L'hexamètre français proposé est cependant une création propre qui rend un rythme à six temps plutôt qu'un décompte de syllabes, bien que ce rythme musical soit contenu dans un vers de quinze syllabes. L'hexamètre est discernable par ses six temps forts alors que l'alexandrin demande le « calcul » des douze syllabes.

Un vers de seize syllabes coupé 8/8 ou 6/4/6 avec six ictus serait souvent bien trop long : une majorité d'hexamètres ne font que quatorze ou quinze syllabes. Quoi que nous en disions et que nous prétendions sur la densité du latin, nous sommes parfois amenés de ce fait à « remplir » le vers de quelques chevilles, ce qui donne un résultat désastreux.
Pas mal de gens et notamment de collègues universitaires se sont essayés à ce genre de manipulation. Certains même se sont attachés à reproduire dans le « vers » français le nombre exact de syllabes de l'hexamètre correspondant. Le succès escompté n'a cependant pas suivi.

Scander un vers en français ne veut strictement rien dire : le système phonologique du français n'est pas quantitatif comme l'était celui du latin ou du grec. Cela fait des siècles que le vers français repose sur un nombre déterminé de syllabes et non sur la quantité – inexistante – de chacune.
D'aucuns pensent que cette traduction est sur la bonne voie, et que si l'on voulait retrouver l'essence des poésies grecques et latines, il faudrait inventer une traduction française à scander, bien que le français n'est initialement pas une langue scandable.
Notons cependant que c'est le choix effectué par le traducteur de la troupe Démodocos lorsqu'il a traduit les Perses. Quand la pièce est jouée, les parties en français correspondent aussi à un rythme scandé et sont scandées. C'est tout à fait magnifique.

Il faudrait en fait s'entendre sur ce que nous entendons par scansion. La langue française contient comme toute autre langue, sinon des longues et des brèves, en tous cas des accents qui produisent le même effet en poésie.

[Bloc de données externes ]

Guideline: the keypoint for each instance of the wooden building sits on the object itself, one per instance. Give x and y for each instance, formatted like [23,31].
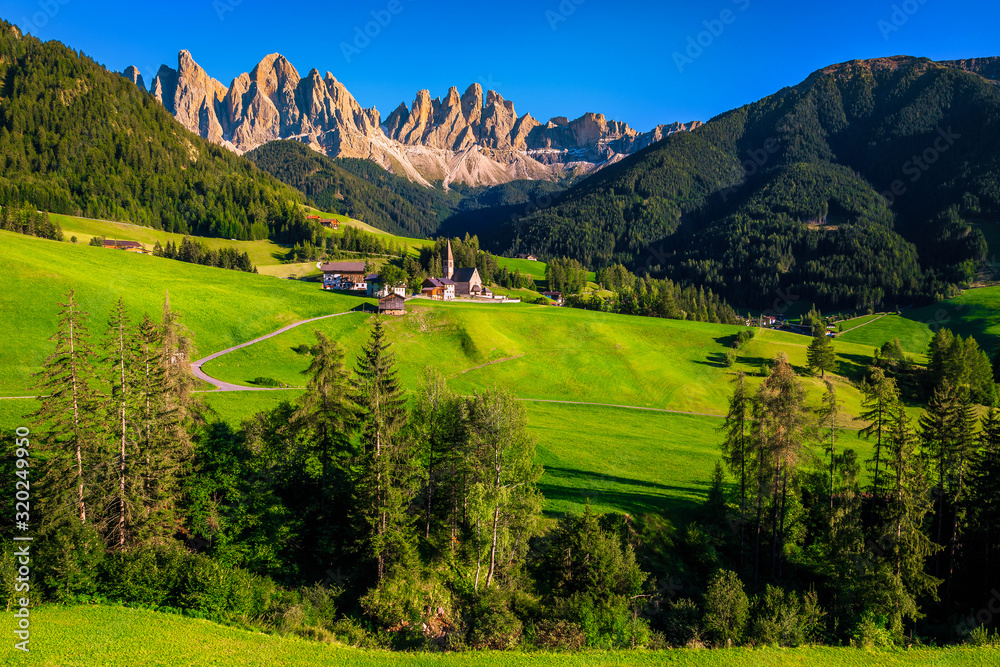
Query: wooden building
[439,289]
[392,305]
[343,275]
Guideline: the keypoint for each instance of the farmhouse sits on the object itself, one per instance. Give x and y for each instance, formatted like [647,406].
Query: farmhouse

En français naturel, l'accent est en général posé sur la dernière syllabe des mots : les rythmes les plus fréquents sont donc anapestes et iambes. Par exemple, le vers ci-dessous est une série de iambes (brève + longue) :
« Entends, ma chère, entends la douce nuit qui marche. »

Il faut le prononcer en accentuant, et donc en allongeant un peu le deuxième temps. L'alexandrin, sous sa forme la plus classique, est fait sur le modèle de l'anapeste : deux brèves suivies d'une longue. Par exemple :
« Il naissait un poulain sous les feuilles de bronze. » (Saint-John Perse)
« Oui je viens dans son temple adorer l'éternel. »

Nous pouvons ensuite varier et combiner les rythmes. Il est sûr que les trochées seront plus rares que les iambes, mais tout est possible et, dans le détail, nous pourrons souvent discuter pour identifier le rythme, toujours est-il qu'il y en a un. Le plus fameux exemple de tentative pour retrouver la métrique grecque dans la langue française est le Printemps de Claude Lejeune.